Karyk'in tepkisini gören aile reisi onun varsayımından gerçekten şüphe etmeye başladı. Karyk gerçekten o kişi değil miydi? Ya durum buydu ya da rol yapma konusunda iyiydi. Her durumda gerçeği bulmanın tek bir yolu vardı. “Unut gitsin. Seninle konuşmam gereken başka bir şey var.” Aile Reisi elindeki rozeti Karyk'a doğru fırlattı. Karyk rozeti yakaladı ve içinde garip bir şekilde tanıdık bir enerji hissetti. Bu, dipsiz enerjinin iziydi. “Savaş alanı diye bir yer var. Üç gün sonra açılıyor. Eğer teklifimi kabul edersen sana kotamızdan savaş alanına girmene izin veririm. Orası senin güçlenmene yardımcı olabilir ama daha da büyük ihtimalle savaş alanına girersin.” canlı dönmem.”

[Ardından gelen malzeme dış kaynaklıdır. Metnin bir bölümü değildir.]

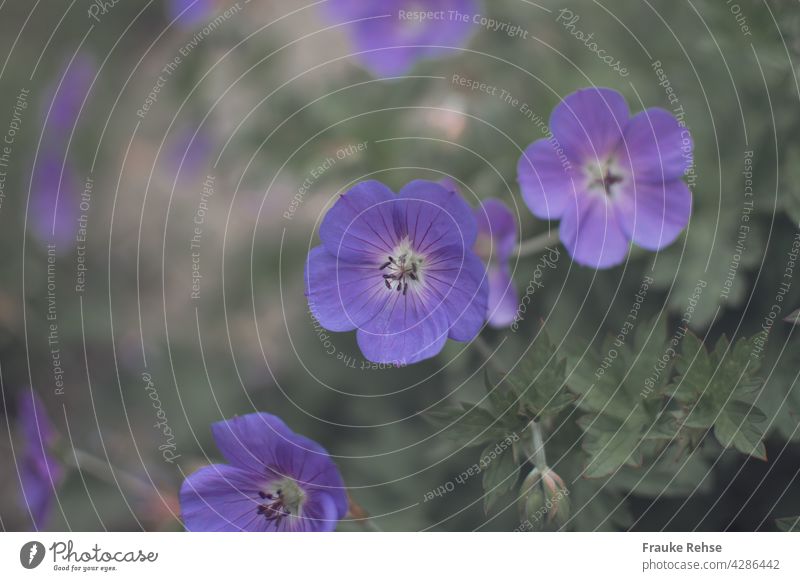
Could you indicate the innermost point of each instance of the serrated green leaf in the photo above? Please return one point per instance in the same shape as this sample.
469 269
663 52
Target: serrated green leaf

“Orası Melekler tarafından kontrol ediliyor. Eğer onlardan intikam almak istiyorsan oraya gidebilirsin. Ama hayatını daha çok önemsiyorsan o jetonu geri atabilirsin. Senin için daha rahat bir şeyler ayarlayacağım, çünkü sen oğlumun kurtarıcısısın.”

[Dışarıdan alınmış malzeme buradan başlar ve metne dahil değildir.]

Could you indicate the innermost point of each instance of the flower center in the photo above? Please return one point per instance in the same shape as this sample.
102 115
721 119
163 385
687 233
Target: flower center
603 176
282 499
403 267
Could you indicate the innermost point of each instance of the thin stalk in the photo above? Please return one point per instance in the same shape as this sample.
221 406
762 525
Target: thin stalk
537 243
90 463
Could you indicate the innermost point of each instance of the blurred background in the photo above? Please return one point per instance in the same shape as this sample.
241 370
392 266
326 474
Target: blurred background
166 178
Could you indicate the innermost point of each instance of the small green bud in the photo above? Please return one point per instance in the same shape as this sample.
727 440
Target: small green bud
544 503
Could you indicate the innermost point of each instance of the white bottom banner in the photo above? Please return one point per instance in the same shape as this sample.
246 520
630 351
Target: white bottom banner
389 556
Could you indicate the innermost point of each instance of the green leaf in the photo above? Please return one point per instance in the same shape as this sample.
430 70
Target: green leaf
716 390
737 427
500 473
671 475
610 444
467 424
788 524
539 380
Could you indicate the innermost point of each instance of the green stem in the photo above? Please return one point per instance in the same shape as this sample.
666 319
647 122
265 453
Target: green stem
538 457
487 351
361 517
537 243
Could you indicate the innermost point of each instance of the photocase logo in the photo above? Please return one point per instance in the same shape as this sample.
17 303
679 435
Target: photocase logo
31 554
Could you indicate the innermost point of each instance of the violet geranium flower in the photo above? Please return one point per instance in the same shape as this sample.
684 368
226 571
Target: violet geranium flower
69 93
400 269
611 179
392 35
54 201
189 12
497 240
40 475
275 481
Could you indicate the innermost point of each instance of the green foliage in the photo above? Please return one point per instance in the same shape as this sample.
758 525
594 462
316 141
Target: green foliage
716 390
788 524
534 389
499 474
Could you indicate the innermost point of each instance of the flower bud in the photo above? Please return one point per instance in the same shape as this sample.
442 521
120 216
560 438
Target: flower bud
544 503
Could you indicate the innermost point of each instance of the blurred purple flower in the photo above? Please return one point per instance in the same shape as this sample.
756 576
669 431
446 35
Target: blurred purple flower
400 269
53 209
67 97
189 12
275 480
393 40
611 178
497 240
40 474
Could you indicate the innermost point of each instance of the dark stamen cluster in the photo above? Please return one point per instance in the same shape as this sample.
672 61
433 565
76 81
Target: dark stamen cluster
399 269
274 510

Karyk açıkça savaş alanıyla ilgili olan rozete baktı. Savaş alanına döndüğünde Melekler ile Drike Ailesi arasındaki parlama noktasını da duymuştu. Aynı zamanda savaş alanı denilen yer yüzündendi. Savaş alanı herhangi bir ailenin kullanabileceği özel bir yerdi ve öncelik ana ailelere veriliyordu. Uzun bir süre, Melekler tarafından kaçırılana kadar Drike Ailesi tarafından kontrol ediliyordu. Hatta Drike Ailesi'nin savaş alanının kontrolünü geri almak için Meleklere saldırabileceğine dair söylentiler bile duymuştu. Drike ailesinin onu savaş açmak yerine resmi yollarla oraya göndereceğini beklemiyordu. Bu, Drike Ailesi'nin savaş alanında Meleklerin kontrolünü kabul etmesinden farklı değildi. Karyk, Drike Ailesi Liderinin ne planladığından emin değildi. Bu kadar aniden savaş alanına gönderilmek gerçekten tuhaf bir gelişmeydi. Drike Ailesi'nden, savaş alanının kontrolünü ele geçirmeleri halinde, savaş alanına erişim talebinde bulunmayı planlıyordu. Kendi başlarına erişim izni vermelerini beklemiyordu. “Teklifi kabul edeceğim. Eğer melekleri becerebilirsem, girmeye hazırım.” Oyunculuktan vazgeçmedi ve daveti kabul etti. Aile Reisi odadan çıkmadan önce sessizce başını salladı; kişinin bunu kabul etmesine biraz şaşırmıştı. Gerçekten buranın nasıl bir yer olduğunu bilmiyor muydu? “Artık kabul ettin, sonra reddedemezsin. Üç gün sonra görüşürüz.” Elini salladı ve Karyk'in görüş alanından kayboldu.